At least that was what Carlos Fuentes convinced himself of as he lay there on top of her with his tongue in her ear, mumbling dirty words and working with determination toward climax.

Carlos Fuentes finished and rolled off, gasping for breath. Once he was breathing normally again he got up from the bed, then put on a pair of slippers and a paisley-patterned silk robe.

“The money's on the bedside table,” he muttered, then left the bedroom and went downstairs to the kitchen. He was always hungry after sex. There was a bottle of Chablis in the cooler. Foie gras, spiced German sausage, and smoked salmon in the fridge. He could eat it all with his hands; things tasted better then.

He entered the kitchen—sterile and modern.

The fridge was huge, like a closet. Carlos tucked the bottle of wine under his arm, then carefully picked out a nighttime snack.

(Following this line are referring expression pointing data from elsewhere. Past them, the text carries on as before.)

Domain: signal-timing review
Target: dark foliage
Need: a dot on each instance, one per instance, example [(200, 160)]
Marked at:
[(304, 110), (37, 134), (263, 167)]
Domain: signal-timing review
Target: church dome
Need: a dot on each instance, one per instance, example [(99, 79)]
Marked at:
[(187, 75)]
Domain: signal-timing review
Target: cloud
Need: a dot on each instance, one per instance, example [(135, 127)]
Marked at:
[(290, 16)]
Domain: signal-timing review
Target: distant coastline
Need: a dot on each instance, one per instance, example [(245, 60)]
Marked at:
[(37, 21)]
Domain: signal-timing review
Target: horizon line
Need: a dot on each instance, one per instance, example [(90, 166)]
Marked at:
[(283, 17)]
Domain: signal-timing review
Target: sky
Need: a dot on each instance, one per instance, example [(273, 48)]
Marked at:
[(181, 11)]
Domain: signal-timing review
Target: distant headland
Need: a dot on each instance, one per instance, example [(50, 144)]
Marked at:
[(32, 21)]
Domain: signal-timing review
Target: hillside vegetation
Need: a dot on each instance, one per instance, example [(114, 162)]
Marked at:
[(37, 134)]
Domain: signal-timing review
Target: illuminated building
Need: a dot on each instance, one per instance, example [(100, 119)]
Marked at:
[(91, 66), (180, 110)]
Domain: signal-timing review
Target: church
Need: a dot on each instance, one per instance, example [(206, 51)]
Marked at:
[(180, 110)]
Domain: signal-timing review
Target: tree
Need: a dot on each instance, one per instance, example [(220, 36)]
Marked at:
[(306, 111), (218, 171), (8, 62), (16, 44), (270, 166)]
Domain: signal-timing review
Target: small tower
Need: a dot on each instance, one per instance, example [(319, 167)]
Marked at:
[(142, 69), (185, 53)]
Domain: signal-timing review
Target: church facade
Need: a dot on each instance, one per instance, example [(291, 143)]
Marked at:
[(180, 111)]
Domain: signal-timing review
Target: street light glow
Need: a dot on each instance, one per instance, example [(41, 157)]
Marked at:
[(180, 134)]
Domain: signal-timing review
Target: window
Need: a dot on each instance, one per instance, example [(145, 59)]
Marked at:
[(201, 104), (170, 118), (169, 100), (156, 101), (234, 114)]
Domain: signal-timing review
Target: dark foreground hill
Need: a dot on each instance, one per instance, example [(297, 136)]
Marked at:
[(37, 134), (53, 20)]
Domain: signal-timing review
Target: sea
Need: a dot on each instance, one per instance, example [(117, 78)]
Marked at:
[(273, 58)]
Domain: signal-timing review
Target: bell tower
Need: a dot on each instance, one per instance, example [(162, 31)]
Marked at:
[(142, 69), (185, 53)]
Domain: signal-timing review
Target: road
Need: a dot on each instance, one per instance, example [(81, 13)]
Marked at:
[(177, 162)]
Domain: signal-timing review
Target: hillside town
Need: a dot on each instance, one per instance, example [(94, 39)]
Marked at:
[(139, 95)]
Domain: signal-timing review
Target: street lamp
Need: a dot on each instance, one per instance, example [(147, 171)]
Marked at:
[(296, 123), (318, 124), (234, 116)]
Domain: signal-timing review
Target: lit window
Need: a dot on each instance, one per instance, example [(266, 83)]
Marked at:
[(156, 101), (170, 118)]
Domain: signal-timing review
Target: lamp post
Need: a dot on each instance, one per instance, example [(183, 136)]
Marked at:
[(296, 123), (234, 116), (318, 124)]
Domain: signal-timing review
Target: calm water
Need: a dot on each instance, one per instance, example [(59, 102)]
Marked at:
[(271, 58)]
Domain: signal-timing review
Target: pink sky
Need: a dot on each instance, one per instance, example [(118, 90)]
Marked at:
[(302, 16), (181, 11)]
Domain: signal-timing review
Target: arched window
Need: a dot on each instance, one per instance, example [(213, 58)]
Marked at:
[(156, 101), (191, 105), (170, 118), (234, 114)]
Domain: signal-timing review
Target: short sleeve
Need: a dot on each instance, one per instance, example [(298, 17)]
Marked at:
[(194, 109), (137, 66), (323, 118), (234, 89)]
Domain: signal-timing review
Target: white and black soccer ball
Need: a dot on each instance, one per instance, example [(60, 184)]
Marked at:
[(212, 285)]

“Carlos?” A woman's voice, whispering and sensual.

He turned around.

Sonya Alizadeh was smiling at him.

“Sonya,” he said with a gasp.

Sonya Alizadeh, at Hector's side throughout all the years that Carlos had worked for him.

And then he realized.

“Wait a minute…”

A blackjack hit him in the temple. Carlos slumped, and the wine bottle fell to the floor and shattered. Sonya hit him again and all his muscles went limp as he fell flat on the floor.

Sonya pulled off her black rucksack, sat astride him, and quickly pulled out some zip ties and bound his hands and feet. Then she fished out a thick roll of tape, put a strip over his mouth, then wound it twice around his head and bit down to cut it. Sonya stood up and shook out a transparent body bag next to him.

The woman from Carlos's bed came into the kitchen and went and stood by his feet, and Sonya stood by his arms.

At an invisible signal the two of them lifted the heavy man onto the body bag. Sonya put an oxygen mask over his face, attached it to a small tube of oxygen, and zipped the bag shut. She stood up again and looked down at her handiwork.

“That'll do,” she whispered to herself.

She handed the woman an envelope. Its thickness suggested a lot of money. The woman opened it and counted.

“Are you a user?” Sonya asked. “Is that why you do this?”

The woman looked up from the envelope of money with a smirk. “What do you think?”

“Give it up,” Sonya said.

The woman snorted derisively and put the envelope into her handbag.

Together they quickly carried the body bag out to an SUV in the sleepy backstreet. Once they'd heaved the body into the back of the vehicle, the woman turned on her heel and walked off down the sidewalk.

Sonya closed the door, got in behind the wheel, and drove off.